This is the first time I'm deploying a NodeJS/ExpressJS API to Firebase functions and I'm getting this error:
Error: Unexpected end of form
at Multipart._final (/.../functions/node_modules/busboy/lib/types/multipart.js:588:17)
at callFinal (node:internal/streams/writable:696:27)
at prefinish (node:internal/streams/writable:725:7)
at finishMaybe (node:internal/streams/writable:735:5)
at Multipart.Writable.end (node:internal/streams/writable:633:5)
at onend (node:internal/streams/readable:693:10)
at processTicksAndRejections (node:internal/process/task_queues:78:11)
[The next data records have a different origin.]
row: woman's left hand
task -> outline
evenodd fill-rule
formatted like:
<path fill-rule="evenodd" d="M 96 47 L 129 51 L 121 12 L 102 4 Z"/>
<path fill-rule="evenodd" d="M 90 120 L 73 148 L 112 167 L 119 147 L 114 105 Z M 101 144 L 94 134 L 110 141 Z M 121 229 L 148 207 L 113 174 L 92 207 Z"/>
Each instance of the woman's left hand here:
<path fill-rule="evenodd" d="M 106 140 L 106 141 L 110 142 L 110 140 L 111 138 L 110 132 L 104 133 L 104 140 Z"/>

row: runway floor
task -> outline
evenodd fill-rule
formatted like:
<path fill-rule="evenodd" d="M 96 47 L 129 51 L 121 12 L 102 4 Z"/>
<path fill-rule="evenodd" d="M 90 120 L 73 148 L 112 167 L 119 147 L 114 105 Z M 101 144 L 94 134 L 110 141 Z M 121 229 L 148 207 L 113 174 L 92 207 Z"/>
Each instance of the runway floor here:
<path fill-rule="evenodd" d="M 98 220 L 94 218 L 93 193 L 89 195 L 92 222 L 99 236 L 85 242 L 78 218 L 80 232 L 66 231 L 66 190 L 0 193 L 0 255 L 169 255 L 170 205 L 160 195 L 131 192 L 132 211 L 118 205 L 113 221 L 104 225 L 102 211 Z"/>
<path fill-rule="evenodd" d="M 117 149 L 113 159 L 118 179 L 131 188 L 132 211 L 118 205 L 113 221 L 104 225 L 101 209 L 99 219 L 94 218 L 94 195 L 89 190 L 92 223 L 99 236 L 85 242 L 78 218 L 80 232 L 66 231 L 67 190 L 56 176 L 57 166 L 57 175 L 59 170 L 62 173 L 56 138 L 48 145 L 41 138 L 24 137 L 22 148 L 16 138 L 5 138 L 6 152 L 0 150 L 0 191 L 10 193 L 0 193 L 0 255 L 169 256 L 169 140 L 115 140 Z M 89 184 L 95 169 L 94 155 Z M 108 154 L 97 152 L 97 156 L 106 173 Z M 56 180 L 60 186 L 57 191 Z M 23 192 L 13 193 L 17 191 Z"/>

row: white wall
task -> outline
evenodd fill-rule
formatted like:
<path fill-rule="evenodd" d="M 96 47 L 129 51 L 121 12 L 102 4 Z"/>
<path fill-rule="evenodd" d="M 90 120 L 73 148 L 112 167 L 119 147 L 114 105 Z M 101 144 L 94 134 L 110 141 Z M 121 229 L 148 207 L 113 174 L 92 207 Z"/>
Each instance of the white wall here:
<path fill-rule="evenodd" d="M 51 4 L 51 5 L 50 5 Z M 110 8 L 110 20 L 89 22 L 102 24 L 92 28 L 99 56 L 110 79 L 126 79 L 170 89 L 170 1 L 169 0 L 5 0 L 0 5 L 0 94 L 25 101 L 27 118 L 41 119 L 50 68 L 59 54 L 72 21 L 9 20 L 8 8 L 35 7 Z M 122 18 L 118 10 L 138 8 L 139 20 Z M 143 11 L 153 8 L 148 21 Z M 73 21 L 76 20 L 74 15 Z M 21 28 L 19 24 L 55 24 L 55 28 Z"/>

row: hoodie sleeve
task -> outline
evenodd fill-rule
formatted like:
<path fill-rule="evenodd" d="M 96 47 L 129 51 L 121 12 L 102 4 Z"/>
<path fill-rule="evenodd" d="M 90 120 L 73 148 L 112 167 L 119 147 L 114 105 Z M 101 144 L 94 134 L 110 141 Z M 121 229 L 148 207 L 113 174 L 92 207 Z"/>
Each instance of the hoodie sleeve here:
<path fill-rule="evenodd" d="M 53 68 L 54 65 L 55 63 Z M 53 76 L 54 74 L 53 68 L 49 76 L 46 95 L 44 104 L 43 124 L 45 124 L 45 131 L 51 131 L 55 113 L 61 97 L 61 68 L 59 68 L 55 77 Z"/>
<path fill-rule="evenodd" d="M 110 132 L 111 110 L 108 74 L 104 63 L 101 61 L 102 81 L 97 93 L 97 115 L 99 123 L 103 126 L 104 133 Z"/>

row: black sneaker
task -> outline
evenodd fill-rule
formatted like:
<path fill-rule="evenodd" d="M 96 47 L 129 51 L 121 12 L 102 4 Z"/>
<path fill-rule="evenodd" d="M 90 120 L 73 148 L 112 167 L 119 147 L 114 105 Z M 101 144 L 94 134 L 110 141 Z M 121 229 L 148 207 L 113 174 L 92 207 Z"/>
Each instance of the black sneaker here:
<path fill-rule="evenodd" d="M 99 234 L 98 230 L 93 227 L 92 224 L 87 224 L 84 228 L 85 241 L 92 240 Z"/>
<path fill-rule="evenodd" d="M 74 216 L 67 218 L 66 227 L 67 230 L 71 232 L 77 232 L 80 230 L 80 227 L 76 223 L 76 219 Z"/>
I'm trying to do is to send an image to the /upload
end-point which takes the photo run it through mobilenet
from Tensorflow and return the predictions array. My Code of index.js
is:
const app = express();
const storage = multer.memoryStorage();
app.use(cors());
const upload = multer({ storage });
app.use(express.json());
app.use(express.urlencoded({ extended: false }));
//#region Mobile Net Endpoint
let model;
mobilenet.load().then(loadedModel => {
model = loadedModel;
console.info('MobileNet model loaded successfully');
}).catch(error => {
console.error('Error loading MobileNet model:', error);
});
app.post('/upload', upload.single('file'), (req, res) => {
// Handle the uploaded file here
const file = req.file;
if (!file) {
return res.status(400).json({ message: 'No file uploaded' });
} else if (file) {
const readImage = () => {
const imageBuffer = file.buffer;
const tfimage = tfnode.node.decodeImage(imageBuffer);
return tfimage;
}
const imageClassification = async () => {
const image = readImage();
const mobilenetModel = await mobilenet.load();
const predictions = await mobilenetModel.classify(image);
return res.json({ predictions });
// console.log('Classification Results:', predictions);
}
imageClassification().then((pred) => {
console.log("pred: ", pred);
}).catch((error) => {
console.log("error: ", error);
return res.status(400).json({ message: error });
})
}
});
//#endregion
I don't want to store the image in firebase storage or others that is why there is no implementation of that. I wanted the image to stay in tmp
folder while the predictions are being calculated by mobile net. It works on localhost
where the image is stored in my hard drive so not sure what I'm doing wrong for firebase functions here.